Démarches administratives

Fiche pratique

Indemnité compensatrice de congés payés

Vérifié le 18 octobre 2018 - Direction de l'information légale et administrative (Premier ministre)

Lorsque le contrat de travail est rompu avant que le salarié ait pu bénéficier de la totalité du congé auquel il avait droit, il reçoit une indemnité compensatrice de congés payés.

Tout salarié qui n'a pas pu bénéficier de la totalité du congé auquel il avait droit à la date de rupture de son contrat perçoit l'indemnité compensatrice de congés payés.

L'indemnité est due même en cas de rupture du contrat de travail pendant la période d'essai. Peu importe que la rupture soit du fait du salarié ou de l'employeur.
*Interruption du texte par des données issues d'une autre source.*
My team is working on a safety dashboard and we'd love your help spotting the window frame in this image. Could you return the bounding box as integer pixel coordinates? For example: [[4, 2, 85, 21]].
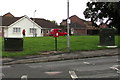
[[13, 27, 21, 33]]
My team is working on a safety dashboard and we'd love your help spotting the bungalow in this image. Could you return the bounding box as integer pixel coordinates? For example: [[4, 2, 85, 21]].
[[60, 15, 98, 35], [0, 13, 57, 37]]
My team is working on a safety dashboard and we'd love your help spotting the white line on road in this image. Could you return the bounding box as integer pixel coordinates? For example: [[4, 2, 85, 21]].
[[21, 75, 27, 80], [83, 62, 90, 64], [0, 66, 11, 68], [69, 71, 78, 80]]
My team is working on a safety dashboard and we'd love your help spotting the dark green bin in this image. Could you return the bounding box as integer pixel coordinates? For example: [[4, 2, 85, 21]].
[[4, 38, 23, 51], [100, 28, 115, 46]]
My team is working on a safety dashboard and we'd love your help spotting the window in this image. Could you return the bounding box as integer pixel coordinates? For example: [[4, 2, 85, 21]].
[[13, 28, 21, 33], [30, 28, 37, 33], [0, 27, 2, 32]]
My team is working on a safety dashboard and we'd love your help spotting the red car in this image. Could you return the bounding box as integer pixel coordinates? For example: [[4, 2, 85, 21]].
[[49, 29, 67, 37]]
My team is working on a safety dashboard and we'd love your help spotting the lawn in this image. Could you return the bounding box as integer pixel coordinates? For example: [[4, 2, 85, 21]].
[[2, 36, 120, 57]]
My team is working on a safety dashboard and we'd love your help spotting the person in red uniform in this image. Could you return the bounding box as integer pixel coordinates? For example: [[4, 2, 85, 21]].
[[22, 29, 26, 37]]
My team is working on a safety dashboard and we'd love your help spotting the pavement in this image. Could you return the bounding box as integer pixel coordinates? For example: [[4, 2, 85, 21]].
[[2, 48, 120, 65]]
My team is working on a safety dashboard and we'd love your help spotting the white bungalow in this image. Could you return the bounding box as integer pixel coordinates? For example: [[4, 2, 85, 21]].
[[0, 13, 57, 37]]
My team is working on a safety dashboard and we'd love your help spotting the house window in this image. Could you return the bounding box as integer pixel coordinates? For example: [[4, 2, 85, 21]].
[[13, 28, 21, 33], [30, 28, 37, 33]]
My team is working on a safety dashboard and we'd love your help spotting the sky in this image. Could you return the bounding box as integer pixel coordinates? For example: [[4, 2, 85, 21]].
[[0, 0, 89, 24]]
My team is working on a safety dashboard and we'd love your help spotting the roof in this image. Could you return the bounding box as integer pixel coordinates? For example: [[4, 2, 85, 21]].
[[0, 13, 58, 28], [2, 16, 21, 26], [60, 15, 92, 28]]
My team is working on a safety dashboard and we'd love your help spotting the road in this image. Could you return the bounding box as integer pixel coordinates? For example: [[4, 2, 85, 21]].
[[0, 56, 120, 80]]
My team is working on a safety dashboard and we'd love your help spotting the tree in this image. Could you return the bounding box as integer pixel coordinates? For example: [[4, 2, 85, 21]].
[[83, 2, 120, 33]]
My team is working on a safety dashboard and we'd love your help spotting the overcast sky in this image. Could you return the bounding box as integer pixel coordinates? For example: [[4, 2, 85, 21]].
[[0, 0, 89, 23]]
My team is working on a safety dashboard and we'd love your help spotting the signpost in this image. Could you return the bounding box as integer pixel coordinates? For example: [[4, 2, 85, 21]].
[[50, 29, 67, 51]]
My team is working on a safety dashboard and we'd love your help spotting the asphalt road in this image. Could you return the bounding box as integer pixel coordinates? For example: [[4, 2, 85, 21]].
[[0, 56, 120, 80]]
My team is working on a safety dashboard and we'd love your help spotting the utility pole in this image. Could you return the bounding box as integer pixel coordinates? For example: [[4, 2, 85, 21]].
[[32, 10, 36, 37], [67, 0, 70, 52]]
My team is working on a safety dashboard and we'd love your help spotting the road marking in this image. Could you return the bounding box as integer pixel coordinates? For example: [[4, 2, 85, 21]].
[[110, 65, 120, 73], [45, 71, 62, 75], [83, 62, 90, 64], [69, 71, 78, 80], [21, 75, 27, 80], [29, 65, 42, 68]]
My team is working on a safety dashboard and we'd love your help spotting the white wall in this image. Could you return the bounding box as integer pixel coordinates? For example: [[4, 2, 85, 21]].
[[5, 17, 43, 37]]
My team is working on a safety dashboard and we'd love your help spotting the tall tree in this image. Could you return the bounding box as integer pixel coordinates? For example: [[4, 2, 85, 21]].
[[84, 2, 120, 30]]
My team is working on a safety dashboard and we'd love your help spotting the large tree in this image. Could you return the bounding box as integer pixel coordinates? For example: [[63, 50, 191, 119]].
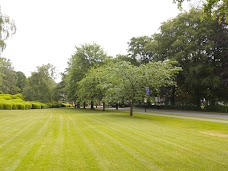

La formule de calcul de l'indemnité compensatrice de congés payés est la même que celle utilisée pour l'indemnité de congés payés.

Toutes les sommes ayant le caractère de salaire sont prises en compte pour déterminer l'indemnité de congés :

Les sommes suivantes ne sont pas prises en compte :

  • Prime de fin d'année
  • Prime d'intéressement
  • Prime de bilan
  • Prime de participation
  • Frais professionnels
  • 13e mois

Sauf mode de calcul plus favorable au salarié prévu par un usage ou dans le contrat de travail, cette indemnité est calculée par comparaison entre 2 modes de calcul :

  • selon la 1ère méthode, l'indemnité est égale à 1/10e de la rémunération brute totale perçue par le salarié au cours de la période de référence ;
  • selon la 2nde méthode (celle du maintien de salaire), l'indemnité de congés payés est égale à la rémunération que le salarié aurait perçue s'il avait continué à travailler.

C'est le montant le plus avantageux pour le salarié qui est payé.

Pour effectuer le calcul, l'employeur peut tenir compte :

  • soit de l'horaire réel du mois,
  • soit du nombre moyen de jours ouvrables (ou ouvrés),
  • soit du nombre réel de jours ouvrables (ou ouvrés).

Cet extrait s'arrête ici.